Unos gritos de dolor rasgaban la noche. Los aullidos de los lobos eran su único acompañamiento. Varios sirvientes atendían a la reina que esperaba a su primogénito. El rey sin poder soportar el dolor de su mujer miraba por la ventana con una cara de profundo cansancio. A pesar de la gran luna llena que brillaba en el cielo, la noche era tan oscura como los cuervos que se posaban en los torreones de aquel castillo. De pronto, la luna desapareció tras una gran sombra circular. El rey sintió que una profunda tristeza le invadía

- Es una niña-dijo una de las sirvientas.

- La luna, símbolo de nuestro pueblo, se ha escondido ante el nacimiento de esta niña. Es un mal augurio. La mala suerte le acompañará hasta el final de los tiempos. Nada se puede hacer ya, a no ser...-dijo el anciano astrólogo y consejero del rey.

- ¡No!-bramó el rey-. Esta niña es mi hija y se quedará aquí cueste lo que cueste.

Unos grandes ojos grises como la luna, que ya volvía a reinar en el cielo, le miraban fijamente. Acompañados por unos pelos negros como el azabache hicieron que un escalofrío recorriera la espalda de su padre. Sin embargo, en el otro lado del mundo...

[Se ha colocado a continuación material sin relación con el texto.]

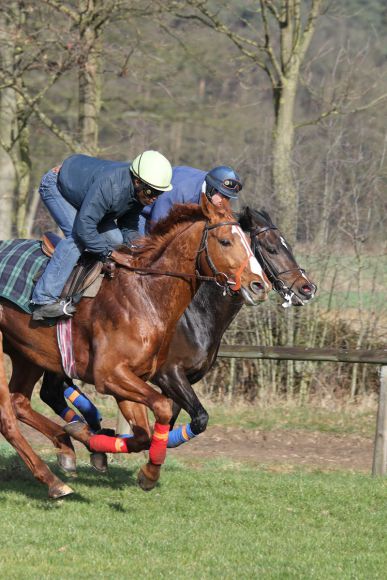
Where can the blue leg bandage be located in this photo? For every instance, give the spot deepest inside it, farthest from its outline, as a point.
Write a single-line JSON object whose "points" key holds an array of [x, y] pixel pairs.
{"points": [[85, 406], [69, 415], [180, 435]]}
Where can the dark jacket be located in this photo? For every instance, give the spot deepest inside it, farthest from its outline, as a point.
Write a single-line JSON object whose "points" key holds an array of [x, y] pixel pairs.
{"points": [[100, 190], [187, 187]]}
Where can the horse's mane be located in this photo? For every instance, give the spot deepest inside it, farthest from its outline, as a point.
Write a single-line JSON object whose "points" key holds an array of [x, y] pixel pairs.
{"points": [[148, 249], [244, 217]]}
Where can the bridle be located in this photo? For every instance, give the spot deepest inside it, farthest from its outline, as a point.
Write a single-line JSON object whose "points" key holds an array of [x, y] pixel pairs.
{"points": [[220, 278], [273, 275]]}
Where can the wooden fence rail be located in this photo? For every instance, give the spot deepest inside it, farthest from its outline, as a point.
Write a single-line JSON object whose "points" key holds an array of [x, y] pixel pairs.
{"points": [[379, 357]]}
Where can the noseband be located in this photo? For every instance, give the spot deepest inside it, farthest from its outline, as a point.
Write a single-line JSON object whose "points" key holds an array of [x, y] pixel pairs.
{"points": [[268, 268]]}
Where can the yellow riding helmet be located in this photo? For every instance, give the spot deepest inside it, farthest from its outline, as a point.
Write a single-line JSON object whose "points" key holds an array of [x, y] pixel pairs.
{"points": [[154, 169]]}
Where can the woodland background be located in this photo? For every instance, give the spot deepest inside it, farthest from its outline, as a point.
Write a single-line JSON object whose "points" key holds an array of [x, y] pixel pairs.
{"points": [[292, 93]]}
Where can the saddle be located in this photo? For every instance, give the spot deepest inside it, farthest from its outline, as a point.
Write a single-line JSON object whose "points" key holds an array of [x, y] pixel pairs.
{"points": [[86, 278]]}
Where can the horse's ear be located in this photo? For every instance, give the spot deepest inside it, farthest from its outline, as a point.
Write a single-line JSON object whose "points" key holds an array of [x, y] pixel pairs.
{"points": [[206, 205]]}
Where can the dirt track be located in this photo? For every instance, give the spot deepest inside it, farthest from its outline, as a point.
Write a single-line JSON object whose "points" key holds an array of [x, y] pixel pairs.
{"points": [[279, 449]]}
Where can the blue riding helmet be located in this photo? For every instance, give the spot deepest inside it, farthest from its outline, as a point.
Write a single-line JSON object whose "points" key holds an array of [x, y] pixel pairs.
{"points": [[224, 180]]}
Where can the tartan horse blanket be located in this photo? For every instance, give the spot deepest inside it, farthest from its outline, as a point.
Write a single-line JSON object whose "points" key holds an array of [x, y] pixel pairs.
{"points": [[21, 264]]}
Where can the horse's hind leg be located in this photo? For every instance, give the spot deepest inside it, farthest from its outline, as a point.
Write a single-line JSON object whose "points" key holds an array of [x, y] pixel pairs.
{"points": [[23, 379], [9, 428]]}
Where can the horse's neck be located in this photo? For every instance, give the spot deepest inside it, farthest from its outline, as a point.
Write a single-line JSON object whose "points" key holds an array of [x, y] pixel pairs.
{"points": [[167, 296], [211, 312]]}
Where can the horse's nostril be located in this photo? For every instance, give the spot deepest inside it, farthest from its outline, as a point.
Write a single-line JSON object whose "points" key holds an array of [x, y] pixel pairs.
{"points": [[257, 287]]}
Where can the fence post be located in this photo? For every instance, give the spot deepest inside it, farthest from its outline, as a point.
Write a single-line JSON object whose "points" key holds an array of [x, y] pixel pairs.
{"points": [[379, 465]]}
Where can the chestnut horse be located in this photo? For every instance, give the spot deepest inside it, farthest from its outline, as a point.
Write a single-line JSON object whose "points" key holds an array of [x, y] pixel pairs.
{"points": [[122, 336], [196, 341]]}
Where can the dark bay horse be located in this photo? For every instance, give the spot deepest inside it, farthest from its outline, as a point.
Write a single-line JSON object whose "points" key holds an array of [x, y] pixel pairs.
{"points": [[194, 346], [122, 336]]}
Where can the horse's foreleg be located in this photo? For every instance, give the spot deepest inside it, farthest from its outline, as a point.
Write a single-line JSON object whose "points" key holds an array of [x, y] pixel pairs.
{"points": [[23, 379], [124, 385], [174, 382], [9, 428]]}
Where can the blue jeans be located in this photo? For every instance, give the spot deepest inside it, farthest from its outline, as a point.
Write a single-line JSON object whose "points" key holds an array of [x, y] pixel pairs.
{"points": [[66, 255]]}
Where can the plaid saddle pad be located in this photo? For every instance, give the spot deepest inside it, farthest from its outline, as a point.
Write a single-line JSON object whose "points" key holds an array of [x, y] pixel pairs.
{"points": [[21, 264]]}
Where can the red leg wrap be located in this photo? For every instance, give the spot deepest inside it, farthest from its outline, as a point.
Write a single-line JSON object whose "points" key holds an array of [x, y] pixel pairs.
{"points": [[106, 444], [158, 447]]}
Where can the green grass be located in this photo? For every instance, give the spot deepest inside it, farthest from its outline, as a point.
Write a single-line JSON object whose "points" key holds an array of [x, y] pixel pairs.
{"points": [[223, 520], [283, 416], [342, 419]]}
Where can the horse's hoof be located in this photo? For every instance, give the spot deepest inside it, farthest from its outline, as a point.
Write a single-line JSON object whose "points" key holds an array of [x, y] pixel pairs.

El sol brillaba y nueve meses de espera dieron su fruto tras el nacimiento de una preciosa niña con el pelo brillante como el sol y los ojos azules como el cielo. Una gran celebración siguió a este acontecimiento donde el pueblo desprendía felicidad y las fiestas duraron más de una semana. El rey no cabía de gozo y adoraba a aquella niña que había alegrado su vida. Todo marchaba a la perfección. A cada año que pasaba, nobles de todos los reinos traían mensajes de sus reyes para acordar el matrimonio de sus hijos con aquella princesa de singular belleza. El rey rechazaba todas las ofertas. No deseaba que su amada hija se encontrara con un futuro planeado por sus padres. Él quería que viviera su vida y que disfrutara sin preocupaciones hasta que llegara el momento de su matrimonio. Sin embargo, si el rey hubiera sabido que futuro le deparaba a su hija, habría pagado lo que fuera por borrar el momento en el que ese pensamiento cruzó por su cabeza.


***


El silencio era abrumador. Las siluetas de los árboles desnudos incitaban a pensar en un bosque de esqueletos. Una joven caminaba entre ellos como si por la arena se tratase. Millones de ramas y hojas secas se encontraban en el suelo, pero ninguna conseguía  que fuera descubierta. Un cuervo negro se posaba en su hombro. Bien podríamos decir que era parte de su cabello. Algo se escuchó detrás de ella. Ojos grises como cenizas se posaron en unos matorrales. ¿La estaban siguiendo? Era imposible. Ella era la más rápida y conocía ese bosque como la palma de su mano. Además, nadie se atrevía a entrar en él y menos... ¿un conejo? Una media sonrisa, digamos consiguió dar algo de expresión a su cara.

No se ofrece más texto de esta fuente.